The Australian writer Baz Luhrmann wrote, “A life lived in fear is a life half lived.” While fear isn’t exactly the opposite of courage, the quote seems especially poignant in today’s world. Fear seems to dominate much of US politics. In the United States House of Representatives and the US Senate where elected officials spend as much time raising funds as they do engaging in the business of legislation, fear of not being reelected seems to color every activity. Multi-million war chests are deemed necessary for all members of both houses, even in cases where reelection is assured. Not long ago here in South Dakota, an incumbent US Senator flooded the television stations with election ads when he was unopposed in the general election. The addiction to money and the fear of not having enough drives many decisions made by US Senators and members of the House of Representatives. It is so intense that many elected officials forget who they represent and have become so beholden to large donors that they act against the best interests of those they were elected to serve.

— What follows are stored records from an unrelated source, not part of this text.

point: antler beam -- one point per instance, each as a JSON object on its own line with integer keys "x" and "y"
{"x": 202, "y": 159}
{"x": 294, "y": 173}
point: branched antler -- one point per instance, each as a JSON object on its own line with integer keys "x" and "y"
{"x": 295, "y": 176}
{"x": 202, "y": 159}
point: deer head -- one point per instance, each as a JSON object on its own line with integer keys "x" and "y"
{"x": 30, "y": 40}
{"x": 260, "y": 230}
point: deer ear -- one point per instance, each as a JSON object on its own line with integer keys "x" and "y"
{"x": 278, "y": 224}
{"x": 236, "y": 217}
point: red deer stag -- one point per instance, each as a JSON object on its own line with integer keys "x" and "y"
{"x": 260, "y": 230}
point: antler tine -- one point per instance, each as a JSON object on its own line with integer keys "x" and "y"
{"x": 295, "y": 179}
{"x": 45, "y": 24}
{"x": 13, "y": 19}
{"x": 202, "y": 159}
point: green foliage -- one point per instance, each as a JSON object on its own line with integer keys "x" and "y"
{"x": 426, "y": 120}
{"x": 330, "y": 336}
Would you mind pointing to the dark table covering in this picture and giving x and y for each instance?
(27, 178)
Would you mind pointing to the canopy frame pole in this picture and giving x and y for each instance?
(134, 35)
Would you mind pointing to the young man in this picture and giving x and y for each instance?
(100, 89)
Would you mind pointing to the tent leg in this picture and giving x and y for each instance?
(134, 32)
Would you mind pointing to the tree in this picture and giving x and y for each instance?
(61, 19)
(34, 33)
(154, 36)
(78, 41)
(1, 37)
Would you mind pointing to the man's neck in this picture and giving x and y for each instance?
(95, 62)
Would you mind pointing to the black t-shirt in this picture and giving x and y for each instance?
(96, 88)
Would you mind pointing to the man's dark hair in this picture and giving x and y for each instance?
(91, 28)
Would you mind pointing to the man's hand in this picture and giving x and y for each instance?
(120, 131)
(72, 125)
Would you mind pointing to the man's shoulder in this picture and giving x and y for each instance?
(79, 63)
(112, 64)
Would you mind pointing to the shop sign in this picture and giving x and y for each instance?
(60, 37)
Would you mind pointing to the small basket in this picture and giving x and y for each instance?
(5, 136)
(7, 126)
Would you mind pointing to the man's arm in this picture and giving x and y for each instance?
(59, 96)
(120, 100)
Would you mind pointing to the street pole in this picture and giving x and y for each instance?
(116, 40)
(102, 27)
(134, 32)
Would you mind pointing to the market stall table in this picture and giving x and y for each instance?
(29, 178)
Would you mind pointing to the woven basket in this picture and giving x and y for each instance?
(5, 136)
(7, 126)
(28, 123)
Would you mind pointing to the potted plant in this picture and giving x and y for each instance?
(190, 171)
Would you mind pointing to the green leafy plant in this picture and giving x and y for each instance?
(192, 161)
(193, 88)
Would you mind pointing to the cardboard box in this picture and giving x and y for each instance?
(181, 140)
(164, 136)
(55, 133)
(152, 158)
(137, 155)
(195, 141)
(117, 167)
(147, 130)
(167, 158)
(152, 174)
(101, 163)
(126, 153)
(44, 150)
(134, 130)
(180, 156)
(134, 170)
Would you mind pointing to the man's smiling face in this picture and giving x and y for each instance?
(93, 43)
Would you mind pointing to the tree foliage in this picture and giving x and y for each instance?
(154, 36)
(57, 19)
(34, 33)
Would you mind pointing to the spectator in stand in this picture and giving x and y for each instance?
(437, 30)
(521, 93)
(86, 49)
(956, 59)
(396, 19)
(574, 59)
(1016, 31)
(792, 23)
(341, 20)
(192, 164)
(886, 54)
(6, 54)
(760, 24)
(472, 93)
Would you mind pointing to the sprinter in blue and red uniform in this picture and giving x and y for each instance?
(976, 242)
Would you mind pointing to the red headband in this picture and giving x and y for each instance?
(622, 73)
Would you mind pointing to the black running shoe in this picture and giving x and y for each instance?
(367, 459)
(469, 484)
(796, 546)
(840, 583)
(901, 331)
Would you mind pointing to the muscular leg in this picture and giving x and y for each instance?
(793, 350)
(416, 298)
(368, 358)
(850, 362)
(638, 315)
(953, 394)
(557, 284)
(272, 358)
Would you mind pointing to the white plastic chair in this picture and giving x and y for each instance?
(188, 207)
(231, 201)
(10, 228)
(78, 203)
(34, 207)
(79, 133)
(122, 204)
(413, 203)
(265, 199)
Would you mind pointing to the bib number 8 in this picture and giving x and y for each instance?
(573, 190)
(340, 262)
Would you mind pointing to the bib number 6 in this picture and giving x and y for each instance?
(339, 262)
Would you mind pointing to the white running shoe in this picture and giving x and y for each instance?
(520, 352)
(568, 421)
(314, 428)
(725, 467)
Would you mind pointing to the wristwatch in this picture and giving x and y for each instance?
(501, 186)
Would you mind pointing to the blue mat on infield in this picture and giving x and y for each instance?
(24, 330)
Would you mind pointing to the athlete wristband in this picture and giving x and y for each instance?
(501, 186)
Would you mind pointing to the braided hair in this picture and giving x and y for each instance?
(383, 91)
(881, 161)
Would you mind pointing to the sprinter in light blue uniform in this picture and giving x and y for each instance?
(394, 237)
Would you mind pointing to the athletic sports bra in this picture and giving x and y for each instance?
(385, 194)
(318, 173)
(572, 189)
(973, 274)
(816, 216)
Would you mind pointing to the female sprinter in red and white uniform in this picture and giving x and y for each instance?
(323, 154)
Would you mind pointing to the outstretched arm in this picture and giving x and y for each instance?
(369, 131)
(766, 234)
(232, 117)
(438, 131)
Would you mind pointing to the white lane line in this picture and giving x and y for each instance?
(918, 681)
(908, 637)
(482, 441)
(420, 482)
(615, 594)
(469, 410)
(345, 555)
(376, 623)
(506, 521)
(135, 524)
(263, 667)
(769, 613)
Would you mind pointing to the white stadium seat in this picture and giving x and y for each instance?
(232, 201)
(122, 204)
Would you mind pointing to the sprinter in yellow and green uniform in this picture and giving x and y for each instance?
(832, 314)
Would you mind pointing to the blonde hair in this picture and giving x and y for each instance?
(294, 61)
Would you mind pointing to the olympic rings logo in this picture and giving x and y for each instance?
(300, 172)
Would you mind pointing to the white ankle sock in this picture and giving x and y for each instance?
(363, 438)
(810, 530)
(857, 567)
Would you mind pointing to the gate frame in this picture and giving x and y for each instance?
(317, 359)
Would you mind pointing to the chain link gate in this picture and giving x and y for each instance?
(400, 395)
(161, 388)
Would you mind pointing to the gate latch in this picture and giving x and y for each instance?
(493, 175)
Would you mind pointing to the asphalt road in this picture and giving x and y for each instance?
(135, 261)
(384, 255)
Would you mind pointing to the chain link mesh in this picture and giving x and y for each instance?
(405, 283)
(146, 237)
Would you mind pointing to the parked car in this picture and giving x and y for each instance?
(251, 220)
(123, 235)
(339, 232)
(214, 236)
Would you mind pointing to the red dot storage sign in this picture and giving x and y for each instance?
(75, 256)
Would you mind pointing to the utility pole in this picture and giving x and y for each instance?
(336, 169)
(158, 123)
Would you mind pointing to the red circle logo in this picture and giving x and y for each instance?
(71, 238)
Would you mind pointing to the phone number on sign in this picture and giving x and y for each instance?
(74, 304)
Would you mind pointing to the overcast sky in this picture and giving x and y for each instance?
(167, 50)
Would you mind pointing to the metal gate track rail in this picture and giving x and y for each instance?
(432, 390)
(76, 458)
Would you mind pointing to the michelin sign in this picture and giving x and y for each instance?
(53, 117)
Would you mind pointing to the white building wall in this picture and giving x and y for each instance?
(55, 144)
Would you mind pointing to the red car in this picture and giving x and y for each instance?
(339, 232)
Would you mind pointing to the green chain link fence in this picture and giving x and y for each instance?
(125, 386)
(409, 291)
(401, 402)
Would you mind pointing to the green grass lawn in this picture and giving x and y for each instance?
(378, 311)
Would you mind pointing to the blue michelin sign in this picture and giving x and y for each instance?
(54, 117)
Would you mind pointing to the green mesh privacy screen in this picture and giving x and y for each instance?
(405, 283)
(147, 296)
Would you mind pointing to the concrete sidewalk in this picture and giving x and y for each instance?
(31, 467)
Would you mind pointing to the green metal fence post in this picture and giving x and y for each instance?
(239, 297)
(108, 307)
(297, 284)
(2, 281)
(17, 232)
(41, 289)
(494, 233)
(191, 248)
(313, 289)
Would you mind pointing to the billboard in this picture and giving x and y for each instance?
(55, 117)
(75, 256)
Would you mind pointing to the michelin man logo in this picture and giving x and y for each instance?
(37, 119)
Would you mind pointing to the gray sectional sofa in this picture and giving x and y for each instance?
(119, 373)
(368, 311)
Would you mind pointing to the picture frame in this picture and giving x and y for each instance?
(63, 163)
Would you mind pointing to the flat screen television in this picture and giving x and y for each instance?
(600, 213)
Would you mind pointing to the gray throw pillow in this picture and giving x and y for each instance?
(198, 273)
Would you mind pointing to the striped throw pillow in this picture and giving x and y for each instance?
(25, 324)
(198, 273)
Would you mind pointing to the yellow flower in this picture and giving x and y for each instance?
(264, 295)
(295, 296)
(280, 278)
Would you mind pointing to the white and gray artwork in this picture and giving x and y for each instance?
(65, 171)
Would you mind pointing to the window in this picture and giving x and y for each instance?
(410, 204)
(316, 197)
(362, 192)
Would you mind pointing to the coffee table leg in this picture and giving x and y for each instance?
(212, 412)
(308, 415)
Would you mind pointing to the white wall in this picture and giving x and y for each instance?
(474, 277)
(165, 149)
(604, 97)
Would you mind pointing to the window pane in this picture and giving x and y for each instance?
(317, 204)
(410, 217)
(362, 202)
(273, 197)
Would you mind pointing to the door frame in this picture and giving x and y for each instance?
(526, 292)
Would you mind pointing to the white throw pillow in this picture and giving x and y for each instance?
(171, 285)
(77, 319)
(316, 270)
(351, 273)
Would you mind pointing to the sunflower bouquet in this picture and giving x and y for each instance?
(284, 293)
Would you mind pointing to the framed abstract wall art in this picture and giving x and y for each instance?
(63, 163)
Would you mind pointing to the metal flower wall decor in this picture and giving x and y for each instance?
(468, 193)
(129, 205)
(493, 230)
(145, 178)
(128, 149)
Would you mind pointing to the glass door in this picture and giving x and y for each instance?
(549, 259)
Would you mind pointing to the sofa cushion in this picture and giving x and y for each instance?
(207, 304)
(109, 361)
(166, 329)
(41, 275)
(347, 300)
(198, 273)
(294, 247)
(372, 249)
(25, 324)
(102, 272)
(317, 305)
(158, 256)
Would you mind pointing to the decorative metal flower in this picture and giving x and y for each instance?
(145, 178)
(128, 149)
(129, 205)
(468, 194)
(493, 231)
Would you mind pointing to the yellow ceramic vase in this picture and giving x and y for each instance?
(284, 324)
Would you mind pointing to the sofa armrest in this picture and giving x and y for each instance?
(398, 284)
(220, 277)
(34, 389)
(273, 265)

Political courage is indeed a rare commodity.

Not only do our elected officials live in fear and pursue half lived lives, they seem to only be capable of doing half of the job to which they were elected. It is not at all uncommon for legislators to average more than four hours each day in modern call center rooms raising funds. There are official scripts to follow and leader board posted with the same kinds of technology and approaches of major fund-raising organizations. With the average legislator spending 2 hours or less per day in actual committee meetings and on the floor of congress, you can easily see where their priorities lie. It is no wonder the average approval rating for a member of congress is 14% while 90% are reelected. They conform and they act out of fear, but they lack the courage we expect of them.

An institution of those who act in fear based on a distinct lack of political courage is unlikely to provide leadership in a national crisis that demands clear thinking and courageous action. Don’t look to the federal legislature for solutions to the corona virus epidemic. Real courage is being displayed on the county level where public health officials are making difficult decisions. Real courage is being displayed in hospitals and care centers where nurses and doctors are using the best science to treat those who are ill.

A life lived by Washington DC standards is a life half lived. The reality of today’s world demands courage, but don’t look to our senators or representative for that courage.